Une étude réalisée en Nouvelle Zélande et publiée cet été dans la revue Early Human Development vient de raviver le débat. Les chercheurs ont suivi pendant cinq jours des nourrissons de 4 à 10 mois. Objectif : leur apprendre à s’endormir sans aide. Dans une pièce voisine, leurs mères pouvaient entendre leurs pleurs mais n’avaient pas le droit d’intervenir. Chaque jour, les chercheurs ont mesuré dans la salive des bébés et de leurs mamans le taux de cortisol, l’hormone du stress. Le premier jour, les nourrissons ont pleuré 20 minutes en moyenne. Une augmentation du taux de cortisol –marqueur du stress- a été constatée chez les enfants et les mamans. A partir du troisième jour, les bébés ont arrêté de pleurer, mais leur taux de cortisol était toujours élevé. Les mères, a priori rassurées par l’arrêt des cris, ont vu leur taux de cortisol s’effondrer. Du coup, beaucoup en ont déduit que ces bébés restaient stressés mais renonçaient à le manifester. Ils n’auraient pas appris à gérer leur angoisse de séparation, ce qui donnerait tort aux partisans du « laisser pleurer ». « Cette interprétation est trop simpliste.
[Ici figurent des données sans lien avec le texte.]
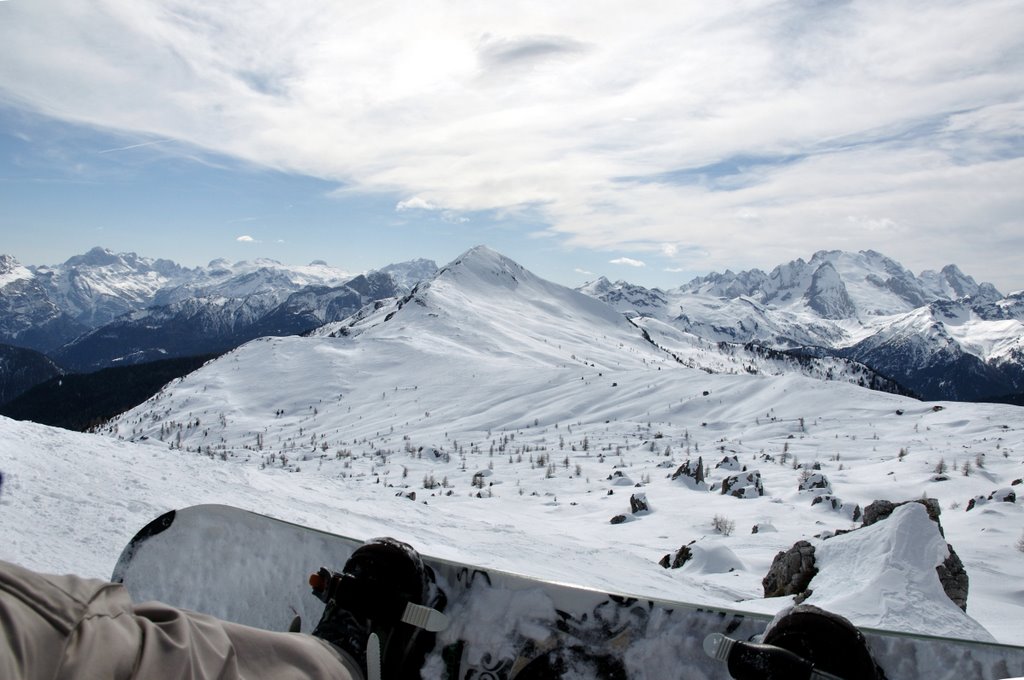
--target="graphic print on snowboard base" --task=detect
[113,505,1024,680]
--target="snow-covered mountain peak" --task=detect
[0,255,33,288]
[317,246,655,369]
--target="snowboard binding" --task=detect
[309,538,447,680]
[703,604,886,680]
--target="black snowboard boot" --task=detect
[763,604,886,680]
[309,539,446,680]
[703,604,886,680]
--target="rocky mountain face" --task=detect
[581,251,1024,400]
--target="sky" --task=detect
[0,0,1024,293]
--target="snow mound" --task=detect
[807,503,994,641]
[684,543,745,575]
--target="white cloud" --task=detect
[0,0,1024,287]
[394,196,438,212]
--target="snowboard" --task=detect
[112,505,1024,680]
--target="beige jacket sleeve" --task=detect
[0,561,361,680]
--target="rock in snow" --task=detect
[807,503,993,641]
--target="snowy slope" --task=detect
[580,251,1024,400]
[0,249,1024,644]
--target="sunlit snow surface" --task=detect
[0,252,1024,644]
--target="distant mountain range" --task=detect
[0,248,1024,426]
[0,248,437,372]
[581,251,1024,400]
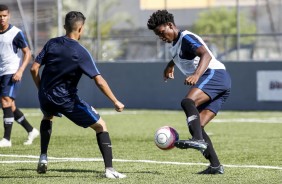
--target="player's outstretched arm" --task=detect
[30,62,40,89]
[13,47,31,82]
[93,75,124,112]
[163,60,174,81]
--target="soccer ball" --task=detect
[155,126,179,150]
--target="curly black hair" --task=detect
[0,4,9,11]
[147,10,174,30]
[65,11,86,31]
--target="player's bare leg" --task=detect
[90,118,126,179]
[37,116,53,174]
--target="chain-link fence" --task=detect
[1,0,282,62]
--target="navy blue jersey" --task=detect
[35,36,100,103]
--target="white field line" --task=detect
[3,111,282,124]
[0,154,282,170]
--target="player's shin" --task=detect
[3,107,14,140]
[202,129,220,167]
[40,120,52,154]
[96,132,113,168]
[181,98,203,140]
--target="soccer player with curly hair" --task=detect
[147,10,231,174]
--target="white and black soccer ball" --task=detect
[155,126,179,150]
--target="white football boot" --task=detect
[24,128,39,145]
[37,154,48,174]
[105,168,126,179]
[0,138,12,148]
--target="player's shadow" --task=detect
[16,169,164,175]
[16,169,99,173]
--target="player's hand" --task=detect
[164,67,174,82]
[12,71,23,82]
[115,101,124,112]
[184,75,199,86]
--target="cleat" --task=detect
[24,128,39,145]
[174,139,208,153]
[0,138,12,148]
[105,168,126,179]
[198,165,224,174]
[37,154,48,174]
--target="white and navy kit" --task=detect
[0,25,28,99]
[35,36,100,128]
[170,30,231,113]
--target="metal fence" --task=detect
[1,0,282,62]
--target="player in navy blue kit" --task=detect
[0,5,39,147]
[31,11,126,178]
[147,10,231,174]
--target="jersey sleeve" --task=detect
[79,48,101,78]
[35,41,50,65]
[13,31,28,50]
[182,34,203,54]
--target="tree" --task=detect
[192,8,256,50]
[52,0,132,61]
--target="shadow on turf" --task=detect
[14,169,163,178]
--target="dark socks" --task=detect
[96,132,113,167]
[14,108,33,132]
[3,107,14,140]
[181,98,203,140]
[40,120,52,154]
[202,129,220,167]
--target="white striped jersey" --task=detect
[170,30,225,76]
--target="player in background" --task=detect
[147,10,231,174]
[31,11,126,178]
[0,4,39,147]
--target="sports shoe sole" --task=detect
[37,163,47,174]
[174,141,207,152]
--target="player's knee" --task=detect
[181,98,195,109]
[90,118,107,133]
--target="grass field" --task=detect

Des études suédoises ont montré que le cortisol salivaire augmente chez 35% des prématurés au moment où on leur change la couche ! Réduire l’augmentation du cortisol salivaire au seul stress paraît illusoire. Cette hormone a de multiples fonctions », indique le Dr Foucaud. « Faire d’un marqueur biologique un indicateur éducatif frise l’imposture scientifique ».

 

Il faudra donc que cette recherche soit validée par d’autres travaux scientifiques pour que parents et médecins en tirent de véritables conclusions. Reste qu’il est important de consoler rapidement un bébé de moins de 4 mois. A cet âge, les pleurs traduisent le plus souvent un besoin non satisfait : faim, inconfort, sommeil, besoin de peau à peau, besoin de présence etc… Il ne faut pas oublier que le bébé a eu une relation fusionnelle avec sa mère in utero : il ne peut pas acquérir son autonomie en quelques semaines.